Dell Fights To Maintain Share
0Overall Score

Direct vendor Dell Australia is fighting back in the fourth quarter as third placed Acer threatens to over take it in the client PC stakes.

Dell Computer Australia is discounting heavily in November and December targeting business and consumers with heavy discounts across arrange of machines and display products. A series of special deals run over short periods seems designed to clear out older components suggesting either an inventory build up or some special pricing obtained from component vendors including Intel.

Low system prices using slightly dated processors are proving a boon for buyers, while price cutting on large LCD displays could attract holiday shoppers looking for well priced large format PC monitors.

The aggressive pricing comes after a 3rd Quarter pasting from number three player Acer Computers, which gained marketshare on the direct vendor in the desktop and notebook space. Dell is also under pressure from the increased number of notebook players including ASUS and BenQ which entered the market last year.

IDC PC hardware analyst Michael Sager said that Dell’s aggressive market stance was not that unusual with at least one vendor or another typically attacking the market each quarter. “In any given quarter you will find that one of the vendors is heavily discounting,” he said. “It’s often either Acer or Dell.”

This Quarter it is Dell.

Sager said IDC Australia’s quarterly tracker results for Q3 2005 were recently finalised and indicated that on a marketshare basis Dell had suffered something of a set back, but is still holding second place in the rankings.

“Dell have very high growth expectations,” said Sager. “They have been second for a long time.”

But Sager said the latest results showed that Dell lost ground to number one player Hewlett Packard over the past year. In third Quarter 2004 Dell was only 2.5 per cent behind HP, in this year’s 3rd Quarter that margin had blown out to 4.3 per cent (for servers, desktops and notebooks combined).

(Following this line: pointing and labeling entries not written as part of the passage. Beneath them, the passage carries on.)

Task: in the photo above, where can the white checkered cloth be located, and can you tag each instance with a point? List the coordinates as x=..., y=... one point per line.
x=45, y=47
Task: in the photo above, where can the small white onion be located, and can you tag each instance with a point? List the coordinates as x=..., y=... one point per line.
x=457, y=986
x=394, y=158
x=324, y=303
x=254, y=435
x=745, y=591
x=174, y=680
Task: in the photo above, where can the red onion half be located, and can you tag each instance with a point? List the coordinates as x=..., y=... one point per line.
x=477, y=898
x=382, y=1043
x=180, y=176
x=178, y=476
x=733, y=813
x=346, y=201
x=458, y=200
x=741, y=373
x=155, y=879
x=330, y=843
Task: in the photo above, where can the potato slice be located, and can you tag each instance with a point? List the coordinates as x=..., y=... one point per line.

At the same time, Acer has closed the gap between third and second, shrinking the numbers from 4.5 percent a year ago (Q3 2004) to just 1.8 per cent (for servers, desktops and notebooks combined), said Sager.

Globally the company is in great shape, but not good enough for Chief Executive Officer, Kevin Rollins. Announcing Q3 results in the US which showed Dell had record shipments of 9.2 million units worldwide in the quarter, a 36% growth in its fledgling services business (to US$1.2 billion) and revenues of US$13.9 for the three months, Rollins said: “Our operating performance was again exceptional by any comparable measure. However, we hold ourselves to higher standards.”

This has prompted the company to layoff 1000 staff in the US. It has also turned to discount retailer Costco to help it clear out older model desktops and laptops. Dell’s consumer business is suffering from its insistence on Intel only platforms at a time when AMD is enjoying runaway success in the desktop and media centre market of North America.

Though Corporate Communications Manager for Dell Australia, Paul McKeon, denied there had been any redundancies locally, several Aussie staffers have reportedly left the company recently.